Do you observe any trends or features in these light curves that are common to all (or at least several) stars? Comment on what could cause these flux variations.

Calibration#

To reveal the transit itself, some empirical calibration of the flux (or magnitude) measured in each exposure is needed. Assuming you work in magnitudes, the basic idea is to subtract some reference light curve from the target light curve. Recall that this corresponds to a division when working with fluxes.

To get you started, a somewhat minimal strategy for the calibration could be the following:

  1. Select a reference star.

  2. Compute the difference between its light curve (in instrumental magnitudes) and the median of that light curve. This isolates the observed “variability” of the reference star.

  3. Subtract the above difference from the target light curve (in instrumental magnitudes). The resulting light curve is still in instrumental magnitudes, but is now empirically corrected for the variability of the reference star.

  4. Somewhat optionally, apply a zero point to transform the instrumental magnitudes to (approximate) apparent magnitudes, using for example a literature value of the apparent magnitude of the host star, and the baseline of the transit light curve.
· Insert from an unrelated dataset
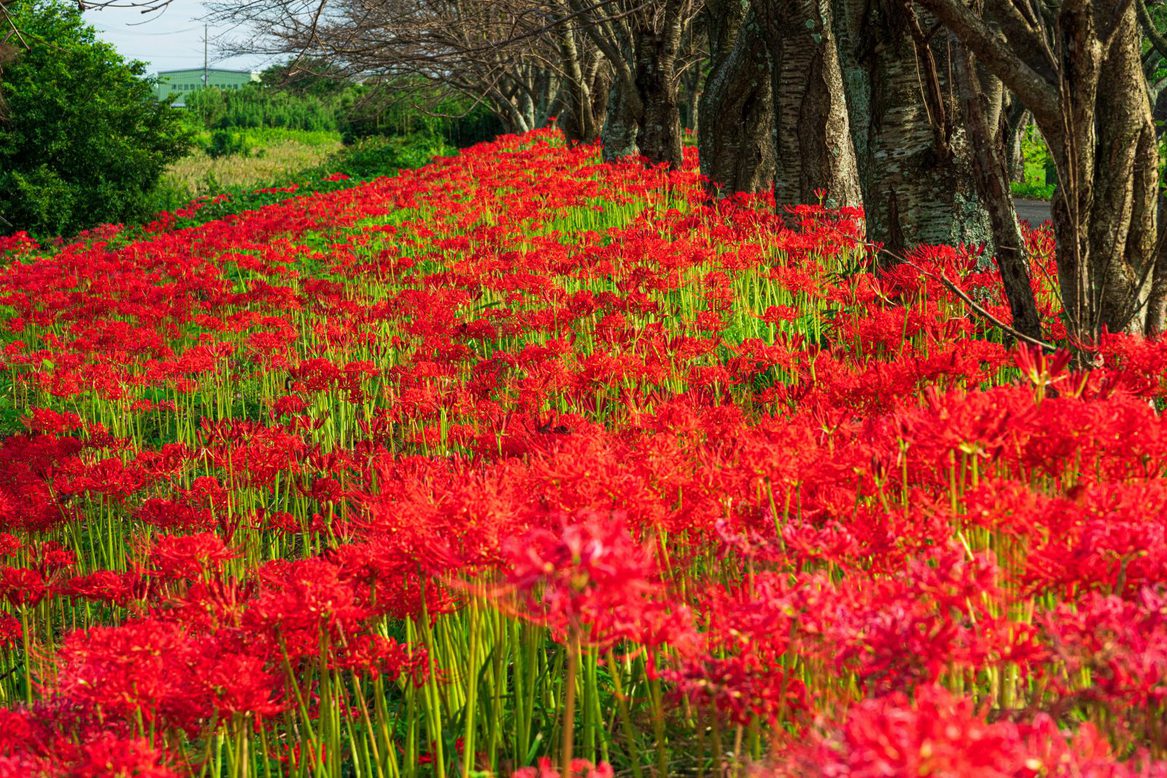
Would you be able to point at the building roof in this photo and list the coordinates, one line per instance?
(209, 70)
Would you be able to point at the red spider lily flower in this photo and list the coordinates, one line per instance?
(579, 769)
This simple approach is probably sufficient to see the transit (depending on its depth and the reference star you selected), but it leaves plenty of room for improvement, especially given our large field of view.

Question

Try to further develop the above strategy, in particular towards better robustness and precision, write it down in a clear formalism (i.e., equations) with well-chosen symbols, and of course apply it to the data, to discuss any improvements.

Question

In theory, what would be the properties of good reference stars to use for the calibration, and why?

It’s good to keep in mind that some technical or instrumental effects might possibly have strong effects on the calibration, and influence the optimal selection of reference stars. So in practice, it’s mandatory to actually test the calibration, instead of relying on theoretical considerations about what “should work best”.
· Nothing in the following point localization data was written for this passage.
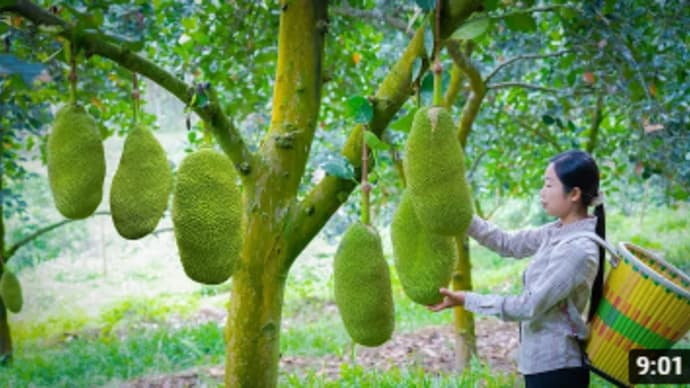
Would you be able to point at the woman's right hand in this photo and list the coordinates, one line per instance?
(450, 299)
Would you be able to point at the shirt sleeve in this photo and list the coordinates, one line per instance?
(516, 244)
(559, 279)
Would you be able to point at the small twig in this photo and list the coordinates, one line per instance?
(504, 85)
(544, 8)
(523, 57)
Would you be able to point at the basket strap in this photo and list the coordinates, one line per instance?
(614, 256)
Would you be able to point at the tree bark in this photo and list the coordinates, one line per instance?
(252, 330)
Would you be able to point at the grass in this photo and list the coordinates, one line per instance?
(117, 335)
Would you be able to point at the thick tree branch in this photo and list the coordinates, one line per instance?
(310, 215)
(225, 132)
(471, 108)
(12, 249)
(516, 58)
(376, 16)
(296, 96)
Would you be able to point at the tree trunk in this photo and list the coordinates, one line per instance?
(253, 327)
(465, 337)
(252, 331)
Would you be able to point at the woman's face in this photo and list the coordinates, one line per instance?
(553, 198)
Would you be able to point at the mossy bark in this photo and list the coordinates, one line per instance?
(252, 331)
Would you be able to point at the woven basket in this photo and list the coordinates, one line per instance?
(646, 305)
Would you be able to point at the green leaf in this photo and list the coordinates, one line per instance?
(359, 108)
(340, 167)
(491, 5)
(472, 29)
(426, 5)
(521, 22)
(404, 123)
(373, 142)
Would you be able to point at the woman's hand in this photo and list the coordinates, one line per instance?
(450, 299)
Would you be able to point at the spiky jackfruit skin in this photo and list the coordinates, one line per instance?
(11, 291)
(435, 171)
(76, 163)
(363, 287)
(424, 261)
(207, 216)
(141, 185)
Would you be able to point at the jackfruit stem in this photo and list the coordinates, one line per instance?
(438, 95)
(72, 75)
(135, 98)
(437, 68)
(366, 187)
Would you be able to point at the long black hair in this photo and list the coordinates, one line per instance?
(578, 169)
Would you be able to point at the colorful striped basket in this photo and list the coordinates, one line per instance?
(646, 305)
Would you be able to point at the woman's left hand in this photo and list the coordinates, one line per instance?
(450, 299)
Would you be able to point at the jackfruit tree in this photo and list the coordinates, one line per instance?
(280, 61)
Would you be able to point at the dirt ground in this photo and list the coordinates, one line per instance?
(430, 348)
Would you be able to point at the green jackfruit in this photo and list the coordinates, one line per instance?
(11, 292)
(435, 171)
(207, 216)
(363, 286)
(424, 261)
(141, 185)
(76, 163)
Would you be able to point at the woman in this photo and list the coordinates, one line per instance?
(557, 282)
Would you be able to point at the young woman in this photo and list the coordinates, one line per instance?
(557, 282)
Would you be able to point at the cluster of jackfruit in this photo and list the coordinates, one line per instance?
(11, 291)
(424, 261)
(435, 171)
(76, 162)
(207, 216)
(362, 286)
(141, 185)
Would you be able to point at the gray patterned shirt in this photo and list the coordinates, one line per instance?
(556, 289)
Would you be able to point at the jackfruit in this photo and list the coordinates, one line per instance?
(207, 216)
(11, 291)
(424, 261)
(435, 171)
(76, 163)
(362, 286)
(141, 185)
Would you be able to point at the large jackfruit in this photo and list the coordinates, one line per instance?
(424, 261)
(435, 171)
(207, 216)
(141, 185)
(362, 286)
(11, 291)
(76, 163)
Discussion of the light curves#

With a good calibration strategy at hand, you might now be able to clearly reveal the transit.

Question

In addition to the light curve of the target star, also plot the light curves of some reference stars (applying the same calibration). Use this to verify that your corrections are successful, and that you did not pick up variable stars or stars that have observational issues as reference sources. Do you see residual correlations between some stars?

Note

It could be interesting to make a scatter plot of the median apparent magnitude versus the standard deviation of each calibrated light curve (i.e., star). This could help you identify which stars might not be that useful for the calibration (e.g., pay attention to potential saturation issues for bright stars), and also it nicely summarizes the achieved photometric precision as function of magnitude.

Question

If you see stars with strong residuals after the calibration, what could be the reasons? You can try to optimize the calibration by adapting the code to ignore particular stars.
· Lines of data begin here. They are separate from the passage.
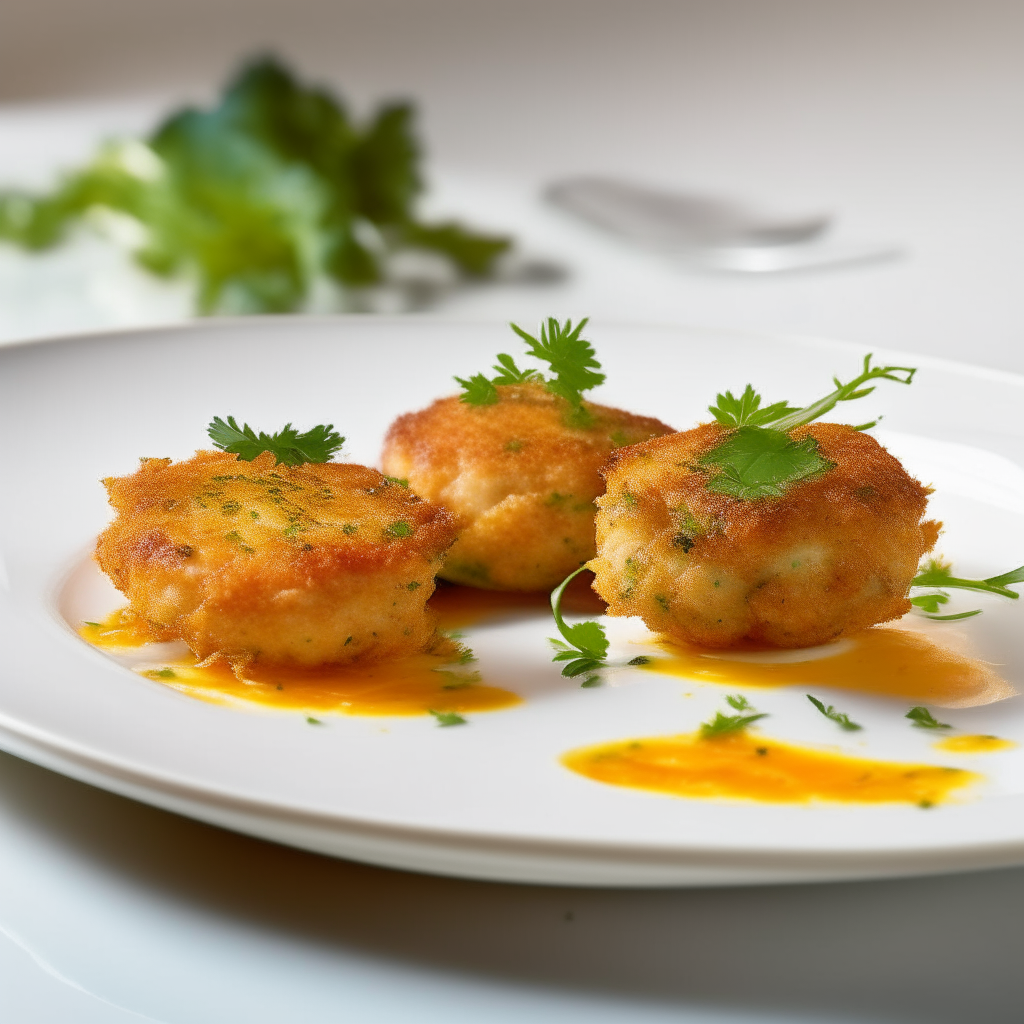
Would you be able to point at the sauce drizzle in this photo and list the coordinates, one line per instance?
(415, 685)
(750, 767)
(894, 662)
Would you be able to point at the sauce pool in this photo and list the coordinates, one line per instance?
(415, 685)
(749, 767)
(893, 662)
(974, 744)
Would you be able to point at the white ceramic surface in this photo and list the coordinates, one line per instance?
(488, 800)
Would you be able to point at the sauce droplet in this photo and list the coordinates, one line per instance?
(748, 767)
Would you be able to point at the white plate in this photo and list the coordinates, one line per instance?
(487, 800)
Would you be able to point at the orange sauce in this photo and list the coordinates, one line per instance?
(974, 744)
(893, 662)
(748, 767)
(119, 629)
(415, 685)
(457, 605)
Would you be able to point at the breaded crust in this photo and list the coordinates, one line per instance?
(835, 554)
(518, 478)
(317, 564)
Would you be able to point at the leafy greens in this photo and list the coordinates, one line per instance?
(570, 356)
(760, 459)
(584, 645)
(288, 446)
(260, 196)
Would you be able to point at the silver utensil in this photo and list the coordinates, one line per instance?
(708, 232)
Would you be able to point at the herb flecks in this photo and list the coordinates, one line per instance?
(584, 646)
(924, 719)
(839, 717)
(721, 724)
(289, 446)
(446, 718)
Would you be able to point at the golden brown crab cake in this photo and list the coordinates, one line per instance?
(518, 478)
(324, 563)
(834, 554)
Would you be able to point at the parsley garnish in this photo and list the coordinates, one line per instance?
(571, 358)
(924, 719)
(760, 459)
(747, 411)
(587, 646)
(756, 462)
(937, 574)
(288, 445)
(722, 724)
(448, 717)
(840, 718)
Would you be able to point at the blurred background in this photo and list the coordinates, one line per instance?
(898, 119)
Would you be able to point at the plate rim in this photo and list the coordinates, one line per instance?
(163, 788)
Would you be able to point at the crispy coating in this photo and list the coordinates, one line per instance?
(520, 481)
(833, 555)
(317, 564)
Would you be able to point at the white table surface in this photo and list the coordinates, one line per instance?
(902, 118)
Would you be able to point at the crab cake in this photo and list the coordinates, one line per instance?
(830, 554)
(518, 478)
(318, 563)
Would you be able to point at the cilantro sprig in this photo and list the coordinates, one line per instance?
(722, 724)
(760, 459)
(756, 462)
(584, 647)
(747, 411)
(569, 355)
(288, 446)
(939, 577)
(839, 717)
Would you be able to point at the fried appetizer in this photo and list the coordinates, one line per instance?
(762, 527)
(517, 461)
(293, 564)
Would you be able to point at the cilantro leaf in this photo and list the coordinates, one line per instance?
(288, 446)
(840, 718)
(734, 412)
(757, 462)
(477, 390)
(924, 719)
(571, 358)
(747, 411)
(585, 645)
(448, 717)
(509, 373)
(936, 573)
(846, 392)
(738, 701)
(721, 724)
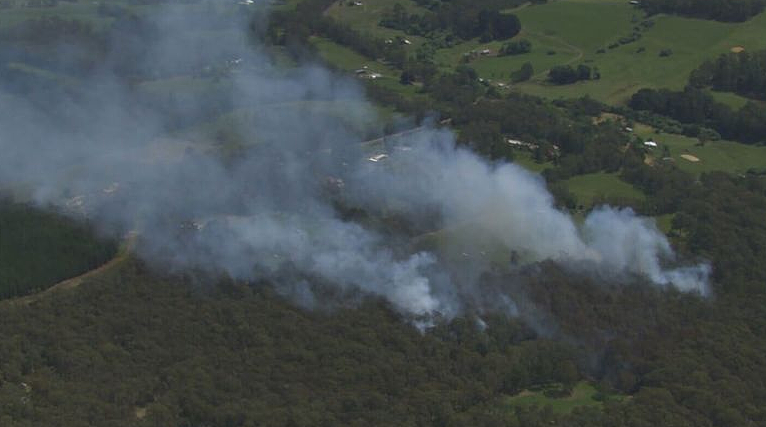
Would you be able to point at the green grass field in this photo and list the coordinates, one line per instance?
(583, 394)
(366, 18)
(591, 187)
(725, 156)
(624, 70)
(348, 60)
(575, 30)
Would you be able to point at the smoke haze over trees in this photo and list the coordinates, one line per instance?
(265, 214)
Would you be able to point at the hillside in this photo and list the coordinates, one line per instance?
(358, 213)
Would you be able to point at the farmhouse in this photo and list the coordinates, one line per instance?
(378, 157)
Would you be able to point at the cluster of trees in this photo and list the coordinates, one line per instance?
(719, 10)
(39, 249)
(743, 73)
(137, 348)
(134, 348)
(566, 74)
(516, 47)
(468, 19)
(697, 107)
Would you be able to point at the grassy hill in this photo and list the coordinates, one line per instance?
(571, 32)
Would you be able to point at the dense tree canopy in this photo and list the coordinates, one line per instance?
(719, 10)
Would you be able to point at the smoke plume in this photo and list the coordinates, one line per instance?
(277, 200)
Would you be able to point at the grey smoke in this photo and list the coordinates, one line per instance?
(266, 212)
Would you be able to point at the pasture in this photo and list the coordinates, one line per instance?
(594, 187)
(583, 394)
(721, 155)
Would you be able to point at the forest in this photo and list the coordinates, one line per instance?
(39, 248)
(719, 10)
(140, 346)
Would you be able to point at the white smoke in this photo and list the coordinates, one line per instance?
(266, 213)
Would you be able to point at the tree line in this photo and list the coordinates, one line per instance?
(719, 10)
(697, 107)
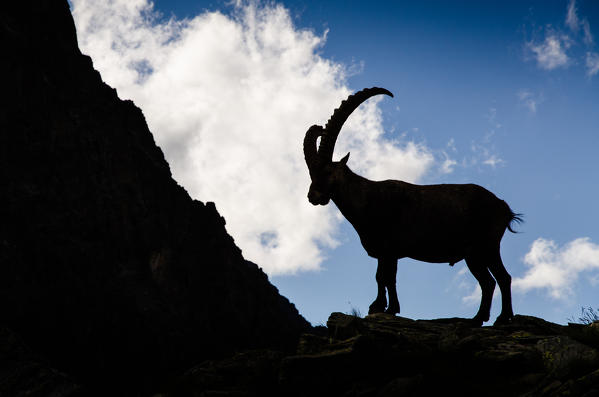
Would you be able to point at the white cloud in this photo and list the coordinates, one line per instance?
(592, 63)
(229, 98)
(572, 17)
(529, 100)
(493, 161)
(551, 53)
(448, 164)
(574, 23)
(588, 36)
(557, 269)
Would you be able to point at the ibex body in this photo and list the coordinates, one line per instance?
(395, 219)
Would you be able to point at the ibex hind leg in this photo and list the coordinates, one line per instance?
(380, 303)
(390, 276)
(505, 285)
(478, 268)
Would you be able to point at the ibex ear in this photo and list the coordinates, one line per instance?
(344, 160)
Discussion of the exoplanet transit#

Question

Can you identify the start and/or end of the transit? Give an estimate for the uncertainty of your estimate.

Question

Can you measure a depth (in magnitude) of the transit? If yes, convert your value to the commonly used “parts per thousand” (ppt).

Question

Are your findings regarding the transit consistent with measurements from the literature (depth, duration, start/end time of the transit)?

Question

Calculate the radius of the exoplanet relative to its host star from your measurement of the light curve. Think as well of how you could estimate the uncertainties.